Alex tugs one hand through her ponytail, dark curls tangling in her fingers. “Around. I did contract work. Anyway, bedrooms, bathrooms, and common areas are on this floor.”

We make another turn, hit another hallway. It’s the same deal. Lots of glass. Lots of light. Cameras everywhere. I sneak peeks as we pass. Interesting. They’re fixed, meaning they don’t pan like other cameras do. It’s just one continuous image.

Which can make them easier to trick.

Alex slides me a sideways look. “What are you? A senior in high school?”

“Junior.”

“Ugh. I hated junior year. Anyway, it’s basically glorified homeschooling around here. We check in with our teachers, get assignments, return the assignments, get a grade.”

“Are they any good? The teachers, I mean.”

“If you’re smart enough to be here, it shouldn’t matter.” Alex pauses, and when she continues, she’s trying to sound nicer. “I know it’s a lot. You’ll have course work plus the client stuff they’ll assign you, but what else are we going to do, you know?”

We make another turn and return to the foyer.
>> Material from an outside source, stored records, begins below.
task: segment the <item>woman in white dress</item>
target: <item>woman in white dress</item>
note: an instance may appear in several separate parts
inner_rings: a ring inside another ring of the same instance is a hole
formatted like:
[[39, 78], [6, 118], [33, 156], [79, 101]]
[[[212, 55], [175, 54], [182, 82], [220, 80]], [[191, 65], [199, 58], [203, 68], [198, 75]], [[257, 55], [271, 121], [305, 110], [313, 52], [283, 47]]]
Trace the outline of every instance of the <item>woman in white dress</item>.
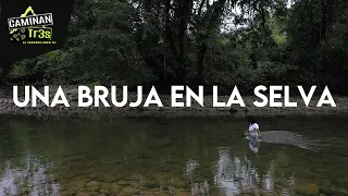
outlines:
[[261, 139], [260, 126], [258, 122], [252, 117], [248, 117], [248, 123], [249, 128], [247, 133], [245, 133], [247, 135], [247, 138], [254, 140]]

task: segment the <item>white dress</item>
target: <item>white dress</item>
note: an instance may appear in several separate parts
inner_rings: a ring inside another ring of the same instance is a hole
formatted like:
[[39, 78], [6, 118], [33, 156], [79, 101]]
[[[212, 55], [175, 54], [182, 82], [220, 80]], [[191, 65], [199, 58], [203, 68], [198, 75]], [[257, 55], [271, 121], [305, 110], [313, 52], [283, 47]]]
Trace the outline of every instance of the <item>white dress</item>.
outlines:
[[260, 130], [258, 123], [250, 124], [250, 125], [249, 125], [249, 135], [250, 135], [251, 137], [258, 138], [258, 136], [259, 136], [258, 130]]

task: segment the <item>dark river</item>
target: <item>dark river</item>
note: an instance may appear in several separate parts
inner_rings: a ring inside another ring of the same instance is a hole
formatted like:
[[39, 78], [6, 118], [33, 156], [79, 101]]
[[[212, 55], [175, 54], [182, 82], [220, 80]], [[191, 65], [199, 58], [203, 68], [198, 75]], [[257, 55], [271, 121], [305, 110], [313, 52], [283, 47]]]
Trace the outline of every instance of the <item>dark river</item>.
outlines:
[[347, 118], [258, 121], [0, 117], [0, 195], [348, 195]]

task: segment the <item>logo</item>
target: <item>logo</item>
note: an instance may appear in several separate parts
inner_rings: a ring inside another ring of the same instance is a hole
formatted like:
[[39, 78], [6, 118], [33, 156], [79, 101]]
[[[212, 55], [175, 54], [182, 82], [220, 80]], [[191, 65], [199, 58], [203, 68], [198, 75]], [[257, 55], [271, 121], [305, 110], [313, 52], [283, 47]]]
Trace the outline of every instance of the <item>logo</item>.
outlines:
[[20, 17], [8, 19], [10, 41], [24, 45], [52, 45], [53, 14], [35, 14], [32, 7], [28, 7]]

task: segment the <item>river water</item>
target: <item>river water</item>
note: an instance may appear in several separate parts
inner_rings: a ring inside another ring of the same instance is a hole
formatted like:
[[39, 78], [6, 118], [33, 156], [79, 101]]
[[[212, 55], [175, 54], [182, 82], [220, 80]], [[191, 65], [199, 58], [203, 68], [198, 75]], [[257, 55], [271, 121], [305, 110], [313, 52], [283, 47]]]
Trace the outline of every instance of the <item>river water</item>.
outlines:
[[0, 117], [0, 195], [348, 195], [347, 118], [258, 120]]

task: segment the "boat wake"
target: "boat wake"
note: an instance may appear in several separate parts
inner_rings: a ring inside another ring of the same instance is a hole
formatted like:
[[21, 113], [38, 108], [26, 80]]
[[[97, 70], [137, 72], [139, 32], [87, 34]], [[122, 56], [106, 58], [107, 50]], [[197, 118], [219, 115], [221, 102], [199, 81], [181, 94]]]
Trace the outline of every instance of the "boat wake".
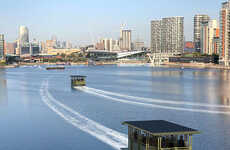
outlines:
[[205, 103], [192, 103], [192, 102], [169, 101], [169, 100], [160, 100], [160, 99], [145, 98], [145, 97], [136, 97], [136, 96], [130, 96], [130, 95], [125, 95], [125, 94], [120, 94], [120, 93], [103, 91], [103, 90], [90, 88], [90, 87], [83, 87], [83, 89], [88, 90], [88, 91], [94, 91], [94, 92], [105, 94], [105, 95], [124, 97], [128, 99], [133, 99], [133, 100], [135, 99], [137, 101], [142, 101], [142, 102], [173, 104], [173, 105], [190, 105], [190, 106], [213, 107], [213, 108], [230, 108], [230, 106], [226, 106], [226, 105], [212, 105], [212, 104], [205, 104]]
[[[137, 105], [137, 106], [144, 106], [144, 107], [150, 107], [150, 108], [160, 108], [160, 109], [167, 109], [167, 110], [177, 110], [177, 111], [198, 112], [198, 113], [206, 113], [206, 114], [225, 114], [225, 115], [230, 115], [230, 112], [225, 112], [225, 111], [166, 106], [166, 105], [154, 104], [154, 102], [155, 103], [167, 103], [167, 104], [179, 104], [179, 105], [194, 105], [194, 106], [204, 106], [204, 104], [174, 102], [174, 101], [164, 102], [163, 100], [154, 100], [154, 99], [149, 99], [149, 98], [134, 97], [134, 96], [123, 95], [123, 94], [119, 94], [119, 93], [113, 93], [113, 92], [93, 89], [93, 88], [89, 88], [89, 87], [81, 87], [81, 88], [76, 87], [76, 89], [84, 91], [84, 92], [92, 94], [92, 95], [96, 95], [96, 96], [99, 96], [99, 97], [106, 98], [108, 100], [112, 100], [112, 101], [116, 101], [116, 102], [120, 102], [120, 103]], [[111, 95], [117, 96], [117, 97], [112, 97]], [[125, 99], [123, 99], [123, 98], [125, 98]], [[139, 101], [135, 101], [135, 100], [139, 100]], [[140, 100], [142, 100], [142, 101], [140, 102]], [[145, 103], [145, 102], [152, 102], [152, 103]], [[208, 107], [225, 107], [225, 106], [222, 106], [222, 105], [209, 105]]]
[[81, 115], [72, 108], [56, 100], [48, 91], [48, 81], [43, 82], [40, 88], [42, 101], [57, 115], [74, 127], [92, 135], [98, 140], [120, 150], [127, 147], [128, 139], [123, 133], [107, 128], [89, 118]]

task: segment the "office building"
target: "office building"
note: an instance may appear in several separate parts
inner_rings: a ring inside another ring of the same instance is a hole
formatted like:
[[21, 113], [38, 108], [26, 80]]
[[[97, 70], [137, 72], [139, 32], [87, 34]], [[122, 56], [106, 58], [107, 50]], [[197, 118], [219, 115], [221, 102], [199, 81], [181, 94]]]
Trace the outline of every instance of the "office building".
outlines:
[[208, 15], [201, 15], [197, 14], [194, 16], [194, 44], [195, 44], [195, 50], [197, 52], [201, 51], [201, 45], [200, 45], [200, 34], [201, 34], [201, 24], [209, 22], [210, 17]]
[[26, 26], [19, 28], [19, 42], [21, 45], [29, 43], [29, 30]]
[[151, 50], [154, 53], [182, 54], [184, 51], [184, 17], [151, 21]]
[[200, 31], [200, 52], [202, 54], [209, 53], [209, 28], [208, 22], [201, 23], [201, 31]]
[[144, 47], [145, 47], [145, 43], [144, 42], [136, 41], [134, 43], [134, 50], [141, 51]]
[[220, 10], [220, 63], [230, 65], [230, 1], [222, 3]]
[[120, 31], [120, 49], [121, 50], [132, 50], [131, 49], [131, 43], [132, 43], [132, 36], [131, 36], [131, 30], [121, 30]]
[[0, 60], [4, 58], [5, 40], [4, 35], [0, 34]]

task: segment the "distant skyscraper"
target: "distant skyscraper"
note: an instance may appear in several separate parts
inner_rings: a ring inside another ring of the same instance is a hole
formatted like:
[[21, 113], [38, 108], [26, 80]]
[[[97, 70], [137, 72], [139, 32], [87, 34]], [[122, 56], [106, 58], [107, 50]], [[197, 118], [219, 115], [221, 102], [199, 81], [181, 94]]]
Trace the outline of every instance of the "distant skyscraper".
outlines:
[[14, 55], [16, 53], [16, 47], [17, 47], [17, 44], [14, 42], [14, 43], [6, 43], [6, 54], [7, 55]]
[[151, 50], [154, 53], [183, 53], [184, 17], [151, 21]]
[[202, 54], [209, 54], [209, 28], [208, 22], [201, 23], [200, 30], [200, 52]]
[[29, 43], [29, 30], [26, 26], [19, 28], [19, 41], [21, 45]]
[[216, 20], [201, 23], [200, 46], [202, 54], [218, 54], [218, 38], [219, 27]]
[[131, 30], [121, 30], [120, 31], [120, 49], [121, 50], [132, 50], [131, 49], [131, 43], [132, 43], [132, 36], [131, 36]]
[[195, 15], [194, 16], [194, 44], [195, 44], [195, 50], [197, 52], [201, 51], [200, 46], [200, 32], [201, 32], [201, 23], [209, 22], [210, 17], [208, 15]]
[[220, 10], [220, 63], [230, 65], [230, 1], [222, 3]]
[[0, 60], [4, 58], [4, 45], [5, 45], [4, 35], [0, 34]]

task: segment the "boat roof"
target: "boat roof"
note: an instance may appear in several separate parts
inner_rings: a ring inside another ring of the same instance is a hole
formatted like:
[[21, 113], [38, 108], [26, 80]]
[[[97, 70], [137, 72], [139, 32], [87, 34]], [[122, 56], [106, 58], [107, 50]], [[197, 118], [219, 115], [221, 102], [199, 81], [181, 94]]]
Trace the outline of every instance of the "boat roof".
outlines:
[[198, 130], [165, 120], [125, 121], [122, 124], [128, 125], [129, 127], [135, 128], [137, 130], [143, 130], [154, 136], [200, 133]]
[[82, 76], [82, 75], [72, 75], [70, 77], [71, 78], [86, 78], [86, 76]]

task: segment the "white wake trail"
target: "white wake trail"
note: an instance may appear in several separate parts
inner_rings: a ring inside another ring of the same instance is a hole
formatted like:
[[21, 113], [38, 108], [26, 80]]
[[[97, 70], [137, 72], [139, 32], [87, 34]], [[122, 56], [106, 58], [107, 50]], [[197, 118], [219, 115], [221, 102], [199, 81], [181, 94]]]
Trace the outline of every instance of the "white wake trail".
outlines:
[[[57, 115], [62, 117], [66, 122], [94, 136], [98, 140], [110, 145], [114, 149], [120, 150], [120, 148], [127, 147], [128, 141], [125, 134], [90, 120], [53, 98], [52, 95], [48, 92], [48, 82], [42, 84], [40, 94], [43, 102]], [[70, 113], [74, 117], [71, 116]]]
[[145, 97], [136, 97], [136, 96], [130, 96], [120, 93], [114, 93], [109, 91], [103, 91], [95, 88], [90, 87], [84, 87], [85, 89], [95, 91], [97, 93], [106, 94], [106, 95], [113, 95], [118, 97], [124, 97], [134, 100], [139, 100], [143, 102], [155, 102], [155, 103], [161, 103], [161, 104], [175, 104], [175, 105], [190, 105], [190, 106], [201, 106], [201, 107], [213, 107], [213, 108], [230, 108], [230, 106], [225, 105], [212, 105], [212, 104], [205, 104], [205, 103], [191, 103], [191, 102], [179, 102], [179, 101], [169, 101], [169, 100], [159, 100], [159, 99], [152, 99], [152, 98], [145, 98]]
[[126, 99], [120, 99], [120, 98], [115, 98], [111, 97], [108, 95], [104, 95], [95, 91], [91, 91], [87, 88], [76, 88], [78, 90], [82, 90], [86, 93], [93, 94], [96, 96], [104, 97], [106, 99], [120, 102], [120, 103], [126, 103], [126, 104], [132, 104], [132, 105], [138, 105], [138, 106], [145, 106], [145, 107], [150, 107], [150, 108], [160, 108], [160, 109], [167, 109], [167, 110], [178, 110], [178, 111], [188, 111], [188, 112], [199, 112], [199, 113], [206, 113], [206, 114], [225, 114], [225, 115], [230, 115], [230, 112], [223, 112], [223, 111], [213, 111], [213, 110], [204, 110], [204, 109], [190, 109], [190, 108], [181, 108], [181, 107], [172, 107], [172, 106], [163, 106], [163, 105], [156, 105], [156, 104], [148, 104], [148, 103], [141, 103], [141, 102], [135, 102], [135, 101], [130, 101]]

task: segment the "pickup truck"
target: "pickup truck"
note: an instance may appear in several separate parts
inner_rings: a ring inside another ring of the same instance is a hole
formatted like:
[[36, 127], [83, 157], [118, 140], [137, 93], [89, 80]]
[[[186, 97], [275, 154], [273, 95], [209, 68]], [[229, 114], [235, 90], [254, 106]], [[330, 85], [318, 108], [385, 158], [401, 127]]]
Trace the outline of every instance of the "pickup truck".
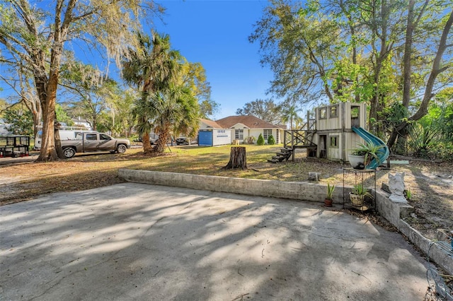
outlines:
[[69, 158], [76, 153], [110, 151], [123, 153], [130, 148], [127, 139], [115, 139], [106, 134], [97, 131], [77, 133], [75, 139], [61, 140], [64, 157]]

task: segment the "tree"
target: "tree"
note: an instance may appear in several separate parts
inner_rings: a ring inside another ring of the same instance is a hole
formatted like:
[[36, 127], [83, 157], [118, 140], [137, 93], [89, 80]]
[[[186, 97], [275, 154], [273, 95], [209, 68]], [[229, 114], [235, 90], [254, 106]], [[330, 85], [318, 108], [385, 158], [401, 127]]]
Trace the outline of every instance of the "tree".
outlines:
[[366, 102], [369, 127], [380, 136], [388, 132], [383, 112], [403, 104], [408, 115], [391, 146], [452, 83], [450, 6], [445, 0], [274, 0], [249, 40], [260, 43], [261, 63], [275, 75], [270, 91], [280, 97]]
[[141, 90], [132, 112], [139, 134], [142, 136], [144, 153], [150, 153], [149, 133], [154, 129], [152, 122], [155, 117], [154, 105], [151, 102], [159, 100], [161, 93], [176, 82], [182, 57], [179, 52], [171, 49], [168, 35], [153, 32], [151, 37], [137, 33], [137, 37], [139, 46], [130, 48], [128, 56], [123, 58], [122, 75], [126, 83]]
[[273, 124], [280, 124], [282, 114], [273, 100], [257, 99], [236, 110], [238, 115], [253, 115]]
[[[411, 91], [410, 89], [411, 86], [411, 76], [409, 75], [411, 74], [411, 58], [412, 54], [411, 48], [413, 44], [413, 33], [417, 27], [418, 20], [425, 11], [425, 6], [423, 6], [423, 8], [421, 10], [418, 18], [416, 19], [416, 20], [415, 20], [415, 17], [413, 16], [413, 13], [412, 11], [414, 9], [414, 1], [411, 1], [409, 2], [409, 17], [408, 18], [407, 25], [408, 30], [409, 31], [409, 33], [408, 33], [406, 37], [406, 38], [405, 52], [409, 52], [410, 54], [406, 54], [405, 53], [406, 59], [404, 60], [404, 80], [405, 81], [408, 82], [405, 82], [405, 87], [403, 90], [404, 93], [403, 96], [403, 105], [405, 107], [408, 107], [409, 106], [409, 99], [411, 94]], [[432, 63], [432, 69], [430, 72], [429, 73], [429, 76], [426, 81], [425, 93], [423, 93], [423, 96], [418, 106], [418, 109], [411, 117], [408, 117], [408, 119], [401, 120], [399, 124], [394, 128], [394, 130], [387, 143], [389, 147], [392, 147], [394, 146], [394, 143], [395, 143], [395, 141], [398, 136], [404, 138], [406, 135], [407, 135], [406, 128], [406, 126], [408, 126], [411, 122], [419, 120], [428, 114], [430, 102], [435, 95], [433, 93], [433, 90], [435, 88], [435, 86], [437, 82], [437, 77], [442, 73], [447, 71], [449, 69], [450, 69], [451, 70], [452, 66], [453, 66], [453, 59], [452, 59], [451, 51], [447, 52], [447, 50], [449, 50], [449, 48], [450, 49], [453, 48], [453, 42], [452, 42], [452, 37], [451, 35], [449, 34], [452, 25], [453, 10], [452, 10], [449, 16], [448, 16], [448, 18], [445, 21], [443, 30], [442, 30], [442, 35], [440, 35], [440, 38], [439, 39], [438, 44], [436, 47], [435, 54], [434, 54], [434, 59]], [[445, 54], [447, 55], [445, 55]]]
[[154, 152], [164, 152], [171, 131], [195, 136], [200, 126], [200, 109], [197, 98], [188, 87], [172, 85], [168, 90], [154, 93], [149, 105], [159, 133]]
[[[147, 11], [160, 10], [153, 2], [118, 0], [56, 0], [30, 5], [11, 0], [1, 4], [0, 43], [11, 59], [19, 58], [33, 74], [42, 110], [42, 144], [38, 161], [63, 158], [55, 135], [55, 103], [65, 42], [76, 40], [94, 49], [102, 45], [108, 58], [117, 59], [134, 44], [132, 28]], [[119, 65], [119, 59], [116, 59]], [[57, 154], [58, 151], [58, 154]]]
[[36, 136], [42, 119], [42, 110], [40, 99], [33, 87], [33, 76], [25, 67], [24, 62], [17, 55], [13, 54], [13, 60], [2, 61], [8, 68], [4, 74], [0, 74], [0, 79], [13, 89], [17, 94], [10, 102], [12, 105], [22, 104], [30, 110], [33, 121], [33, 136]]
[[206, 71], [200, 63], [185, 61], [180, 84], [188, 87], [198, 99], [200, 117], [208, 118], [215, 114], [220, 105], [211, 99], [211, 85], [206, 78]]
[[72, 116], [84, 118], [97, 131], [109, 100], [121, 93], [117, 82], [91, 65], [68, 60], [62, 67], [60, 78], [60, 85], [75, 97], [71, 102]]
[[55, 116], [58, 122], [64, 122], [68, 126], [71, 126], [74, 124], [72, 119], [68, 116], [63, 107], [59, 104], [55, 105]]
[[282, 121], [285, 124], [289, 122], [290, 129], [298, 129], [302, 127], [303, 120], [302, 117], [299, 116], [301, 110], [296, 107], [294, 102], [291, 103], [287, 100], [280, 107], [282, 112]]

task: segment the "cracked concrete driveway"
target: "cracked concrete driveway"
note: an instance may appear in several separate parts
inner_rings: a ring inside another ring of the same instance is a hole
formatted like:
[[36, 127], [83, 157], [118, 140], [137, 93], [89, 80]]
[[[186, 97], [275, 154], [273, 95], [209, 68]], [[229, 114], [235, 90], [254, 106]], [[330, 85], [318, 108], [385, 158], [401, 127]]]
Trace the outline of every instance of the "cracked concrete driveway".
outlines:
[[319, 203], [125, 183], [0, 208], [2, 300], [421, 300], [398, 233]]

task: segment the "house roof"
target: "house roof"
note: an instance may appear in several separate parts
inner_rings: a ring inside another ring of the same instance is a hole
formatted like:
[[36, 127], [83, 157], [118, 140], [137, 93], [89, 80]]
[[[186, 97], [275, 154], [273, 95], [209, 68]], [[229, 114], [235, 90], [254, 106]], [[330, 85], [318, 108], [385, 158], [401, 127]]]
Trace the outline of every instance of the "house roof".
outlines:
[[202, 118], [200, 118], [200, 121], [207, 126], [212, 127], [212, 129], [223, 129], [219, 124], [218, 124], [216, 122], [213, 122], [212, 120], [203, 119]]
[[230, 129], [237, 124], [242, 124], [249, 129], [281, 129], [252, 115], [229, 116], [216, 120], [216, 122], [224, 129]]

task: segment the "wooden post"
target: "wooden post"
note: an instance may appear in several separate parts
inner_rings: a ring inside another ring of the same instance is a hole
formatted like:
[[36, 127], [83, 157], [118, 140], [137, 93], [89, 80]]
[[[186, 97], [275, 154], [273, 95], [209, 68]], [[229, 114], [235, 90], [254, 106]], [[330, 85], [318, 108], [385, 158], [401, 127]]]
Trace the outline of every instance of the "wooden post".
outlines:
[[229, 162], [226, 166], [222, 169], [228, 170], [233, 168], [247, 169], [247, 160], [246, 157], [246, 148], [243, 146], [231, 147], [231, 151], [229, 154]]

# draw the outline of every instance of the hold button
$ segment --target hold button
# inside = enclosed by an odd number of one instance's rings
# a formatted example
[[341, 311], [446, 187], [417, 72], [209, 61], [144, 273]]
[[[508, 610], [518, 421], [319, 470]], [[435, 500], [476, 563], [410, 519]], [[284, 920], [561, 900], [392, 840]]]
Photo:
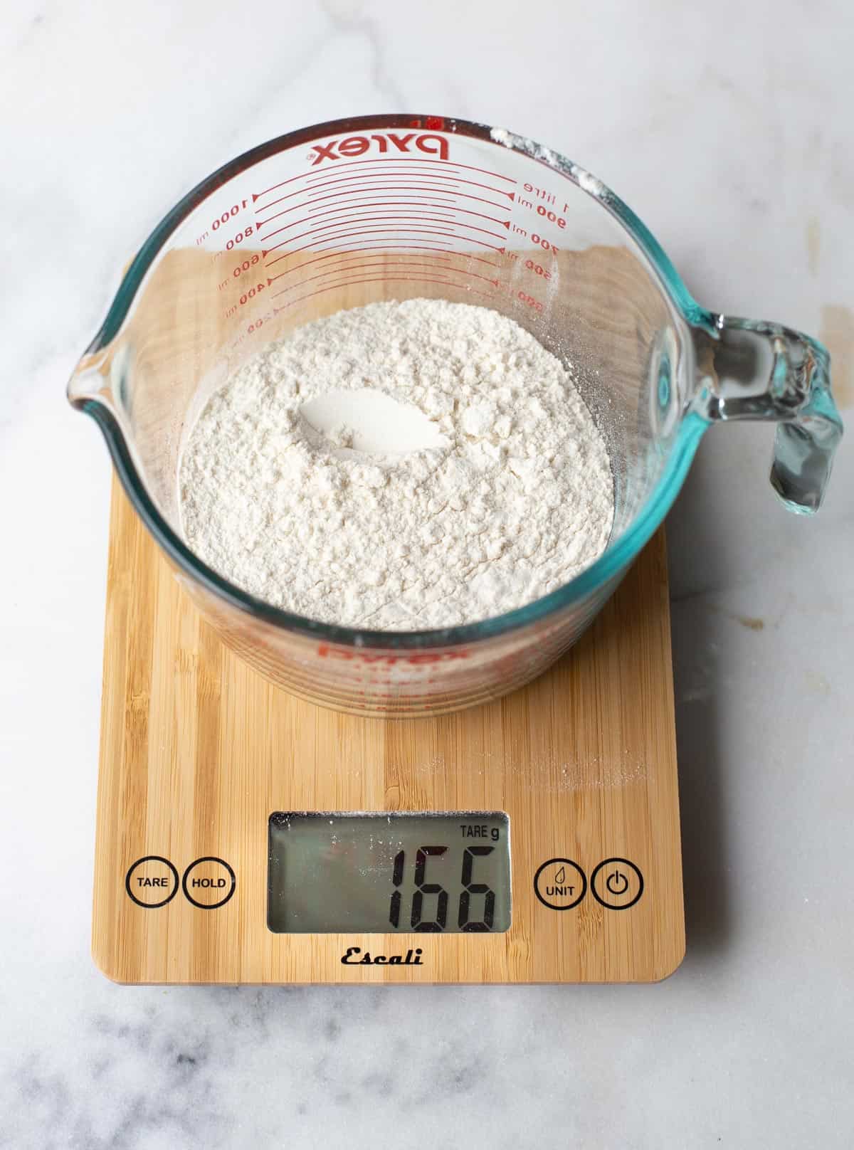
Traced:
[[215, 911], [224, 906], [234, 894], [237, 879], [224, 859], [213, 854], [191, 862], [182, 881], [184, 894], [193, 906], [202, 911]]

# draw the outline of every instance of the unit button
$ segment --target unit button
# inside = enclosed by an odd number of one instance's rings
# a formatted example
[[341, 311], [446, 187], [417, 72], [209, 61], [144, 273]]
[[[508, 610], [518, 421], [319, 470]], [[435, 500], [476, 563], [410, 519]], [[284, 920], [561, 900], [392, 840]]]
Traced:
[[628, 911], [644, 894], [644, 875], [629, 859], [605, 859], [590, 876], [590, 887], [609, 911]]
[[234, 894], [237, 879], [224, 859], [206, 854], [190, 864], [184, 872], [182, 885], [193, 906], [215, 911], [217, 906], [224, 906]]
[[178, 872], [162, 854], [137, 859], [124, 876], [124, 889], [137, 904], [153, 911], [178, 894]]
[[549, 859], [533, 876], [533, 892], [552, 911], [571, 911], [587, 894], [587, 876], [572, 859]]

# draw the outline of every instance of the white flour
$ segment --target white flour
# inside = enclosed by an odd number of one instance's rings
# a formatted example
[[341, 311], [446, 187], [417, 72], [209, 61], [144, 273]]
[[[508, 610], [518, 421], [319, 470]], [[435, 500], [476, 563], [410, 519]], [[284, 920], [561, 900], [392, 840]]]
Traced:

Basically, the entire layout is one big hamster-on-a-wheel circle and Alex’s point couldn’t have been made better. My entire life has been reduced to, maybe, eight thousand square feet. It’s definitely not a prison, but . . .

“That’s pretty much it.” Alex faces me, hands still deep in her hoodie’s pocket, and I notice again how old her eyes seem. They’re beaten down. Tired. That doesn’t happen naturally. No one starts life looking like that. Things have to happen. People have to do things to you.

I know. I see it every time I look in the mirror. Seeing it in her though? It’s a sickening jolt. She’s like me.